Fluorescent Amplified Fragment Length Polymorphism Analysis of Bacillus anthracis, Bacillus cereus, and Bacillus thuringiensis Isolates
Karen K. Hill,1 Lawrence O. Ticknor,2 Richard T. Okinaka,1 Michelle Asay,1 Heather Blair,1 Katherine A. Bliss,1 Mariam Laker,1 Paige E. Pardington,1 Amber P. Richardson,1 Melinda Tonks,1 Douglas J. Beecher,3 John D. Kemp,4 Anne-Brit Kolstø,5 Amy C. Lee Wong,6 Paul Keim,7 and Paul J. Jackson1*
Bioscience Division,1
Decision Applications Division, Los Alamos National Laboratory, Los Alamos, New Mexico 87545,2
FBI Academy, Quantico, Virginia 22135,3
Department of Plant Pathology, Entomology, and Weed Science, New Mexico State University, Las Cruces, New Mexico 88003,4
Institute of Pharmacy, University of Oslo, Oslo, Norway,5
Food Research Institute, University of Wisconsin, Madison, Wisconsin 53706,6
Department of Biological Sciences, Northern Arizona University, Flagstaff, Arizona 860117
Received 18 June 2003/
Accepted 24 October 2003
DNA from over 300 Bacillus thuringiensis, Bacillus cereus, and Bacillus anthracis isolates was analyzed by fluorescent amplified fragment length polymorphism (AFLP). B. thuringiensis and B. cereus isolates were from diverse sources and locations, including soil, clinical isolates and food products causing diarrheal and emetic outbreaks, and type strains from the American Type Culture Collection, and over 200 B. thuringiensis isolates representing 36 serovars or subspecies were from the U.S. Department of Agriculture collection. Twenty-four diverse B. anthracis isolates were also included. Phylogenetic analysis of AFLP data revealed extensive diversity within B. thuringiensis and B. cereus compared to the monomorphic nature of B. anthracis. All of the B. anthracis strains were more closely related to each other than to any other Bacillus isolate, while B. cereus and B. thuringiensis strains populated the entire tree. Ten distinct branches were defined, with many branches containing both B. cereus and B. thuringiensis isolates. A single branch contained all the B. anthracis isolates plus an unusual B. thuringiensis isolate that is pathogenic in mice. In contrast, B. thuringiensis subsp. kurstaki (ATCC 33679) and other isolates used to prepare insecticides mapped distal to the B. anthracis isolates. The interspersion of B. cereus and B. thuringiensis isolates within the phylogenetic tree suggests that phenotypic traits used to distinguish between these two species do not reflect the genomic content of the different isolates and that horizontal gene transfer plays an important role in establishing the phenotype of each of these microbes. B. thuringiensis isolates of a particular subspecies tended to cluster together.
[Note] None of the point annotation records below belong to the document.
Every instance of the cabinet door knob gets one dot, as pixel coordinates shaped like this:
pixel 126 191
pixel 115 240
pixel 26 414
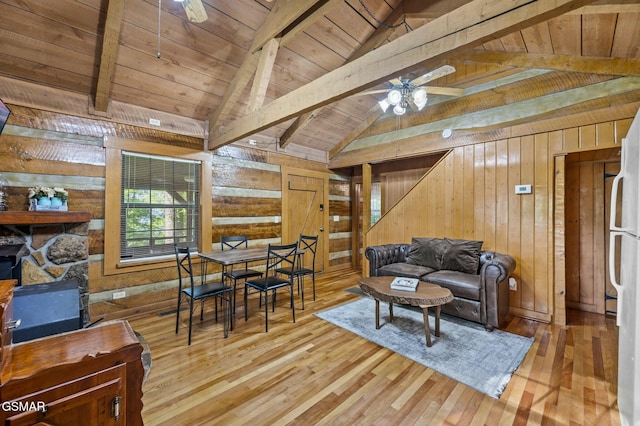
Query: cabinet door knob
pixel 13 324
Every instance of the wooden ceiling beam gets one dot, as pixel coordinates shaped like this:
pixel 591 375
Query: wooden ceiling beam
pixel 470 25
pixel 591 65
pixel 263 74
pixel 608 6
pixel 113 24
pixel 378 37
pixel 623 90
pixel 284 12
pixel 608 109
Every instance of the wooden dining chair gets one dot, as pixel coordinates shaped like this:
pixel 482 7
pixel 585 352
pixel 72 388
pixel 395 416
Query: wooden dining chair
pixel 201 292
pixel 237 274
pixel 307 244
pixel 278 256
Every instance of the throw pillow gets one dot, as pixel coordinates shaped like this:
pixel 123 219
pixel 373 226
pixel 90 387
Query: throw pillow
pixel 427 252
pixel 462 256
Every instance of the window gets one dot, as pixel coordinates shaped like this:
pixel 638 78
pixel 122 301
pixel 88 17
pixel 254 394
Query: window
pixel 159 205
pixel 155 194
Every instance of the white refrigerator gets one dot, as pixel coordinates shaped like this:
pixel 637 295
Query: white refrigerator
pixel 627 234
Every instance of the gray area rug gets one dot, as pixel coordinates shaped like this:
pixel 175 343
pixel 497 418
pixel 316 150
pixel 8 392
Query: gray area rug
pixel 465 351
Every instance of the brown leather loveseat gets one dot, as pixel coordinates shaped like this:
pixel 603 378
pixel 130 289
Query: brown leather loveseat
pixel 478 279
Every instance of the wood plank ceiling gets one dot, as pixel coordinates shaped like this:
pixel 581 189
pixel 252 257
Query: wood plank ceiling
pixel 283 75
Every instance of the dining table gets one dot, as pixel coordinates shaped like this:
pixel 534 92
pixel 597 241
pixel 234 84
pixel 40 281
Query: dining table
pixel 228 258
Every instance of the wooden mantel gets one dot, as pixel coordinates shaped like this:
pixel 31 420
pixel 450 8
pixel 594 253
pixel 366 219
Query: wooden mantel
pixel 43 217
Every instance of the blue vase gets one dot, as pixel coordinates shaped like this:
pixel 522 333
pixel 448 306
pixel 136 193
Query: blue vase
pixel 44 201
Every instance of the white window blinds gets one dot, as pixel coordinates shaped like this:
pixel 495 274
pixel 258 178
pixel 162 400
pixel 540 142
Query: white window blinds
pixel 159 205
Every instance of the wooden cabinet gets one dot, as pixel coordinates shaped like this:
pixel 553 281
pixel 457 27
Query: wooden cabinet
pixel 89 376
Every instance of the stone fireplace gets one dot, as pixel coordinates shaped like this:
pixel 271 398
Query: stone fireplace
pixel 55 247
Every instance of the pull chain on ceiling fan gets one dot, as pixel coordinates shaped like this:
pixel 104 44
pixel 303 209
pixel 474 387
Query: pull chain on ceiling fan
pixel 194 10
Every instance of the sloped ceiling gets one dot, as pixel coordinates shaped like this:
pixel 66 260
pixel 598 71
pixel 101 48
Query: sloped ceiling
pixel 284 75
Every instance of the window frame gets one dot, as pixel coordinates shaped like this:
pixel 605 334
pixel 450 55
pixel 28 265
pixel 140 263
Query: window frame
pixel 112 264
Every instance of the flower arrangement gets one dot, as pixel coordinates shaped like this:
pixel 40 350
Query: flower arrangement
pixel 47 198
pixel 38 192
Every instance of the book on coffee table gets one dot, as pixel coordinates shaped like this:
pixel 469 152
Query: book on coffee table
pixel 404 284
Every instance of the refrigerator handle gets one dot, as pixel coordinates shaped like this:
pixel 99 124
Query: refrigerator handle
pixel 614 203
pixel 612 273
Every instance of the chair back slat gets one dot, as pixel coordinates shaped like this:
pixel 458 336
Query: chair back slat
pixel 184 264
pixel 280 256
pixel 309 243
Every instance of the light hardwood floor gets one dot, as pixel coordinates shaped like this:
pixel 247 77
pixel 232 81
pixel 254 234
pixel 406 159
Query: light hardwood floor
pixel 312 372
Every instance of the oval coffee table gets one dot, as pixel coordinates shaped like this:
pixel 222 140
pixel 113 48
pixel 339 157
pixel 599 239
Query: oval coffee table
pixel 425 296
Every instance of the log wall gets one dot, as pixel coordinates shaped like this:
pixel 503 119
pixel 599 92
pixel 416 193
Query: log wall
pixel 41 147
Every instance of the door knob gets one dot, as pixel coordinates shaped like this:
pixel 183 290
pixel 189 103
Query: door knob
pixel 13 324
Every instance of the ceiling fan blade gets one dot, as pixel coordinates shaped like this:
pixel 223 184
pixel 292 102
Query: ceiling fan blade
pixel 371 92
pixel 449 91
pixel 195 11
pixel 434 75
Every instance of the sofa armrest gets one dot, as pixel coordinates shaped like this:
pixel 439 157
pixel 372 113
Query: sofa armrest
pixel 386 254
pixel 494 276
pixel 496 267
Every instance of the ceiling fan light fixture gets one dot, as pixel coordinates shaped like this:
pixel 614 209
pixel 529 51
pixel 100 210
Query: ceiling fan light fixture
pixel 394 97
pixel 399 109
pixel 419 95
pixel 384 105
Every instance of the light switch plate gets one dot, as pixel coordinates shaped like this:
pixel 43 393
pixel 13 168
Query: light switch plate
pixel 523 189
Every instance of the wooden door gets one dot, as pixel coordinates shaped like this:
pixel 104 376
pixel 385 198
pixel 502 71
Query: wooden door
pixel 610 293
pixel 305 209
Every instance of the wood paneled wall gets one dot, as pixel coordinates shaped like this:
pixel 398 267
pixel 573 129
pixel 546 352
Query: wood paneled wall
pixel 470 194
pixel 41 147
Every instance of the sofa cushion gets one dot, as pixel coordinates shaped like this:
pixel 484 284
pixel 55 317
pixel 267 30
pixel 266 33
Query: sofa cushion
pixel 404 270
pixel 462 256
pixel 427 252
pixel 460 284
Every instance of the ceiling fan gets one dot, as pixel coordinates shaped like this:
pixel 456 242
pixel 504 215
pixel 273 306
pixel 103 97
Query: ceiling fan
pixel 405 93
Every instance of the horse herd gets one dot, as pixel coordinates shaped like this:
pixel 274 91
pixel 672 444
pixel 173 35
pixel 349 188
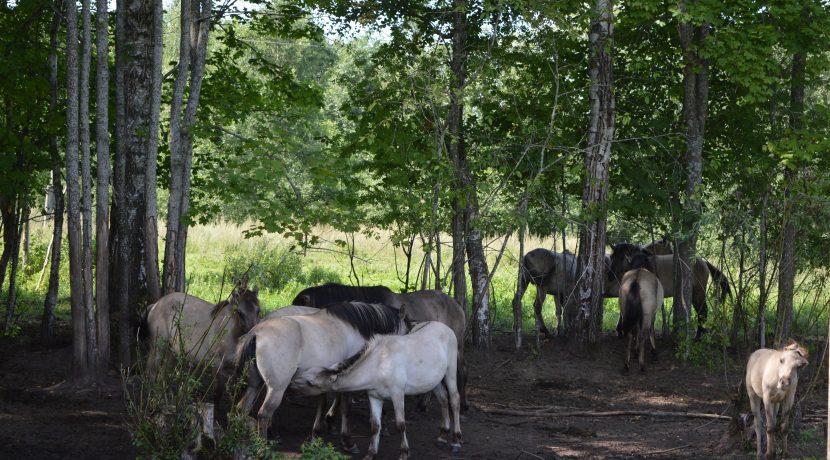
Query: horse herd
pixel 333 339
pixel 336 339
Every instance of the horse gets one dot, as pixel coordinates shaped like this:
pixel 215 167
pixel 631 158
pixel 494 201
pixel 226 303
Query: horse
pixel 284 346
pixel 555 273
pixel 390 367
pixel 198 327
pixel 641 294
pixel 622 254
pixel 426 305
pixel 772 377
pixel 660 247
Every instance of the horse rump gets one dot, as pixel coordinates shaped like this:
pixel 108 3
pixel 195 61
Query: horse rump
pixel 633 309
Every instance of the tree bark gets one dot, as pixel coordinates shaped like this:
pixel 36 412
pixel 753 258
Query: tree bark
pixel 102 150
pixel 51 300
pixel 80 365
pixel 86 194
pixel 695 110
pixel 138 68
pixel 151 220
pixel 787 270
pixel 597 160
pixel 195 27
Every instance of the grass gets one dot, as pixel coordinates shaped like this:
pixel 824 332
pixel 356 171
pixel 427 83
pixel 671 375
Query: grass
pixel 218 252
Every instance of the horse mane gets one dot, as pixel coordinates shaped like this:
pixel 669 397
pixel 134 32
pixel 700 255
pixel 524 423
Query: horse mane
pixel 319 296
pixel 345 367
pixel 246 295
pixel 368 319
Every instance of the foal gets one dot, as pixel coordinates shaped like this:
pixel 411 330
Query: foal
pixel 390 367
pixel 772 376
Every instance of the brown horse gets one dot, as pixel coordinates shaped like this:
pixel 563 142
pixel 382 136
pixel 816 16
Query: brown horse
pixel 621 257
pixel 427 305
pixel 555 273
pixel 641 295
pixel 772 377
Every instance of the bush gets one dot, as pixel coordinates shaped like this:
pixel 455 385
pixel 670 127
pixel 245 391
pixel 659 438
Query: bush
pixel 266 267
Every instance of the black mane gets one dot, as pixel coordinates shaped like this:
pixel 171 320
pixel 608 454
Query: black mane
pixel 367 319
pixel 319 296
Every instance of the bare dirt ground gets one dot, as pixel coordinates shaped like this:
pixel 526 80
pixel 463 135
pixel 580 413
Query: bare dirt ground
pixel 40 424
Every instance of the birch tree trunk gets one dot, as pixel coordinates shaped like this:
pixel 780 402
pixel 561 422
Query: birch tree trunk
pixel 597 160
pixel 786 270
pixel 695 110
pixel 137 79
pixel 195 27
pixel 80 366
pixel 151 219
pixel 102 150
pixel 86 193
pixel 51 300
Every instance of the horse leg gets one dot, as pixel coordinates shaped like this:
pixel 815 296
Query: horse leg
pixel 345 431
pixel 332 412
pixel 375 406
pixel 273 398
pixel 319 423
pixel 537 311
pixel 400 422
pixel 771 409
pixel 755 405
pixel 702 309
pixel 444 429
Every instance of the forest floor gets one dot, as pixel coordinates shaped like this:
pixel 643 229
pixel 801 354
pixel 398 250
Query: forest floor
pixel 42 424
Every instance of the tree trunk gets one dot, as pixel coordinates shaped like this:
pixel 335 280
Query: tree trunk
pixel 86 194
pixel 151 220
pixel 102 150
pixel 11 301
pixel 762 275
pixel 80 365
pixel 195 25
pixel 695 109
pixel 786 270
pixel 597 160
pixel 51 300
pixel 137 61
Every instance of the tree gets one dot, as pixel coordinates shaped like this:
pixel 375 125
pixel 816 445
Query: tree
pixel 597 160
pixel 693 35
pixel 195 26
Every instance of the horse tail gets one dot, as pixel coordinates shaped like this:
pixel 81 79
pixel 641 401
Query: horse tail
pixel 633 308
pixel 720 278
pixel 245 352
pixel 144 325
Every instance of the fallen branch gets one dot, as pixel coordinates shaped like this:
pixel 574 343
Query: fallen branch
pixel 616 413
pixel 501 364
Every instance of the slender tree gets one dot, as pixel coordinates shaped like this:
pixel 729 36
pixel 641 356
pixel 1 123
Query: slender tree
pixel 693 36
pixel 597 160
pixel 102 150
pixel 195 26
pixel 51 300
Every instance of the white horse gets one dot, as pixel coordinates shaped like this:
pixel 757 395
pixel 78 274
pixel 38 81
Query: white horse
pixel 772 377
pixel 390 367
pixel 286 346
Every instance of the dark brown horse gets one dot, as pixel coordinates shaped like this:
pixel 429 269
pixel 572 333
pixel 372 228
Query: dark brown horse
pixel 427 305
pixel 623 253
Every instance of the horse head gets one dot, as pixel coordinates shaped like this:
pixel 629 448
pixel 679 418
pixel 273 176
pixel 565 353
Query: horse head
pixel 621 254
pixel 246 302
pixel 793 358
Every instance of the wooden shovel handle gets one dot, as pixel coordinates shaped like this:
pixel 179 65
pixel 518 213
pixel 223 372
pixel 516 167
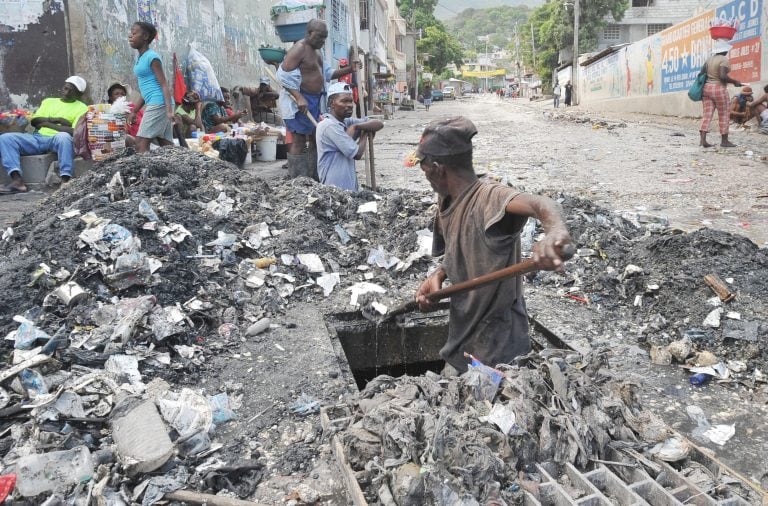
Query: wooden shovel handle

* Corresponding author. Mailing address: Los Alamos National Laboratory, Bioscience Division, Mail Stop M888, Los Alamos, NM 87545. Phone: (505) 667-2775. Fax: (505) 665-3024. E-mail:
pjjackson{at}lanl.gov.
Applied and Environmental Microbiology, February 2004, p. 1068-1080, Vol. 70, No. 2
0099-2240/04/$08.00+0 DOI: 10.1128/AEM.70.2.1068-1080.2004
Copyright © 2004, American Society for Microbiology. All Rights Reserved.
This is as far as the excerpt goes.